Appresa, incredula, la notizia della sua scomparsa, sono tornata a rileggere le dense pagine da lui affidate alla pubblicazione fortemente voluta dal Preside prof. G. Barletta nel 1886, per i “Cent’anni”dalla fondazione dell’ “Amari”, di cui il Prof. Caltabiano fu alunno negli anni scolastici 1931-37 e Ordinario fino all’età della pensione: “L’intuizione del tragico nell’Oreste di Euripide”. E non vi ho trovato solo il punto più avanzato della critica in relazione al piano complessivo dell’intuizione del tragico, ma tutto intero lo studioso, il professore, l’uomo. Della tragedia euripidea, infatti, Caltabiano coglie particolarmente l’analisi della “natura dell’uomo”, “l’essere uomo con i limiti connessi a tale essenza”, la condizione umana sballottata dal vai e vieni dei marosi della sequela e varietà dei casi che all’uomo capitano (tychai), in un divenire di cui invano egli si sforza di trovare la spiegazione razionale; una sorte, insomma, contro la quale non esistono mezzi di difesa, data la sua causalità. Da qui una concezione esistenziale del tragico consistente nell’assoluta mancanza di mezzi di difesa, nella solitudine e nella ricerca di un’apparente razionalità che giustifichi l’agire dell’uomo, cosciente dei propri limiti, della relatività del pensiero e dell’incertezza degli esiti  dell’azione. Caltabiano coglie così la struttura fondamentale del tragico nell’opposizione vita-morte, naufragio di uomini solitari aggrappati ad esili e provvisorie certezze la prima,  misteriosa evasione,  liberazione dall’inquieta vicenda del vivere, l’altra. Ma il messaggio cupamente pessimistico non approda all’afasia o al cinismo perché, se si affievolisce la fede nei principi, seppur relativi, come mezzi per salvarsi attraverso il dialogo e il confronto, emerge solo l’interesse egoistico, nemmeno più ammantato dalla retorica, l’istinto primordiale alla conservazione conseguita con l’astuzia e la violenza in un inarrestabile crescendo.

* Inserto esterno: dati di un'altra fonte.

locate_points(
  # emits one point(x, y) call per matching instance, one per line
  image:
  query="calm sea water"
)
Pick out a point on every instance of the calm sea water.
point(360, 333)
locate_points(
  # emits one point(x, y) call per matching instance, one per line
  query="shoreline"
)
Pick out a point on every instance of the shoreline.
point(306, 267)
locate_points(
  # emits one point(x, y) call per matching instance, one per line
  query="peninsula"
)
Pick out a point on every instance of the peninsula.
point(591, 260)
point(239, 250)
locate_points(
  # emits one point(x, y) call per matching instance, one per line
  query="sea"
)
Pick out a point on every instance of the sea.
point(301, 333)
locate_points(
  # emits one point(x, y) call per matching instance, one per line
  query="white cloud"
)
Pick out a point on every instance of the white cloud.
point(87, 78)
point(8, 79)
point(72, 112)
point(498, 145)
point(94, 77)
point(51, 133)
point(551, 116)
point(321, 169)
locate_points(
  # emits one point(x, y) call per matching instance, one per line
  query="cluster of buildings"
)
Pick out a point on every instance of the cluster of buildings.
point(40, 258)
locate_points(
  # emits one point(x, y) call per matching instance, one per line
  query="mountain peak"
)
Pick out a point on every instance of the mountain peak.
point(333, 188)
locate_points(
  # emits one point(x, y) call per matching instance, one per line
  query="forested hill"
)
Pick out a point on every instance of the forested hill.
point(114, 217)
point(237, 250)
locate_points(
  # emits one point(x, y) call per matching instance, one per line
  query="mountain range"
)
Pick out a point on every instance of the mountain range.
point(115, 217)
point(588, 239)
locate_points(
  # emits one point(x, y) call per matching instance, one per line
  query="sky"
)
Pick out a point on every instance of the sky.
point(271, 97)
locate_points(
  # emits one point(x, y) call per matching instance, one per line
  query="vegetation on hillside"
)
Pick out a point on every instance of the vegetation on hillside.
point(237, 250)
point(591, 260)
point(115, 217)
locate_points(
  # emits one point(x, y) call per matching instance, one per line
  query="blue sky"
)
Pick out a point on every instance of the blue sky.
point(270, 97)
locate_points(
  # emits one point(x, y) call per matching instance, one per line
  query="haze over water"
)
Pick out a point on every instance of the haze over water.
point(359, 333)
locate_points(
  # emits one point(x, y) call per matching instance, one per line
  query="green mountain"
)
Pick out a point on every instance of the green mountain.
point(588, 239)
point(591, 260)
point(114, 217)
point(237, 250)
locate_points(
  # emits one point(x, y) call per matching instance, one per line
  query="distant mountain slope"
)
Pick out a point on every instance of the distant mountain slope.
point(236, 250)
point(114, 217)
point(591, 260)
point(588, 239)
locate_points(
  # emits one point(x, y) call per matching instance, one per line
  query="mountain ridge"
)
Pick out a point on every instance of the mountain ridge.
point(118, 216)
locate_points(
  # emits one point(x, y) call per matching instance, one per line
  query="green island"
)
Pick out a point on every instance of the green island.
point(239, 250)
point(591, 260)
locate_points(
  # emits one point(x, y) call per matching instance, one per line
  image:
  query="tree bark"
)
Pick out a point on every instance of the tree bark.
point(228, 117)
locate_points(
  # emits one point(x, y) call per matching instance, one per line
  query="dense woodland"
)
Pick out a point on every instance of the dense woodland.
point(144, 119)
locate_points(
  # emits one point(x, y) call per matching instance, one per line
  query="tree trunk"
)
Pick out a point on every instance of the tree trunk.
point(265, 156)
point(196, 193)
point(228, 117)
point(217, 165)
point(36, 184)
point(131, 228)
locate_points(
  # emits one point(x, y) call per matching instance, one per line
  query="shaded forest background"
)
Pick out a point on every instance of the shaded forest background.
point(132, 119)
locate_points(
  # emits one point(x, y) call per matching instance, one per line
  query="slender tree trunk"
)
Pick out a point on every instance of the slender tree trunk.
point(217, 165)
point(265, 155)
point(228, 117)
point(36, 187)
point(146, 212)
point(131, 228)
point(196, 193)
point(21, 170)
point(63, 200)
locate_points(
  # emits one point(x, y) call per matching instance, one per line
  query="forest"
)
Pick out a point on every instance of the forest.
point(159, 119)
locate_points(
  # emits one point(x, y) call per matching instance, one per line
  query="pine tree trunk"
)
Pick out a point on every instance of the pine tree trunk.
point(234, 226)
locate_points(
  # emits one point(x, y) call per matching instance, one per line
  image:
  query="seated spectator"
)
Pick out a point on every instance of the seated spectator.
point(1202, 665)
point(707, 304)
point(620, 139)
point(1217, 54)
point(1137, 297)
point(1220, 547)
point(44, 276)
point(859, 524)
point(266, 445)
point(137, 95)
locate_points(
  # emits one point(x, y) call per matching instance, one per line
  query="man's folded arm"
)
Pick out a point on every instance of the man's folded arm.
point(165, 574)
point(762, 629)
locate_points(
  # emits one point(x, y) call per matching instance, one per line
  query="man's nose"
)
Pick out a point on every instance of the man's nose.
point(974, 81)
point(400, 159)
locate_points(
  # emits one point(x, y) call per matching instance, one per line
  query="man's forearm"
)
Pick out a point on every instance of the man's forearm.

Su una siffatta condizione unana aleggia l’ambiguo, beffardo sorriso di chi è capace di capire senza ricorrere ad un insondabile divino, anche questo visto dalla parte dell’uomo, ossia della sua relatività. Una visione del mondo problematica e critica che nasce dalla contestazione e dal rifiuto della violenza, della follia, del deterioramento dei rapporti interpersonali e sociali nella corsa cieca e insignificante della persona umana verso la distruzione totale. Un senso della fugacità dell’uomo, creatura effimera per antonomasia, che non è solo il fondo del tragico euripideo, ma percorre tutta la visione greca della vita e costituisce il fondamento stesso della tradizione umana.
Sono pagine, queste, che sintetizzano una vita, e che ci fanno comprendere pienamente come per intellettuali come Caltabiano - una generazione di intellettuali destinati a diventare miti laici - il senso - molto lacunoso per la ragione - della vita sia nella vita stessa. Una concezione tragica dell’uomo, ma, insieme, un’idea profondamente laica della vita.
La sensibilità dell’uomo, la mitezza, la gentilezza dei modi, seppur bizzarri, la semplicità del linguaggio, la autentica delicatezza e il pudore dei sentimenti, il suo aver conservato una sorta di ingenuità ed innocenza giovanile che gli impedivano a volte di difendersi dall’asprezza della competitività dei rapporti sociali, il senso disingannato del vivere e la disincantata ironia, senza togliere nulla all’autorevolezza del maestro, consentivano di instaurare con lui rapporti  di stima profonda che nel tempo diventavano di comprensione e affettuosa amicizia. Anche della sua fraterna amicizia, come ho goduto il privilegio di ricevere i doni, così serberò  sempre il rimpianto.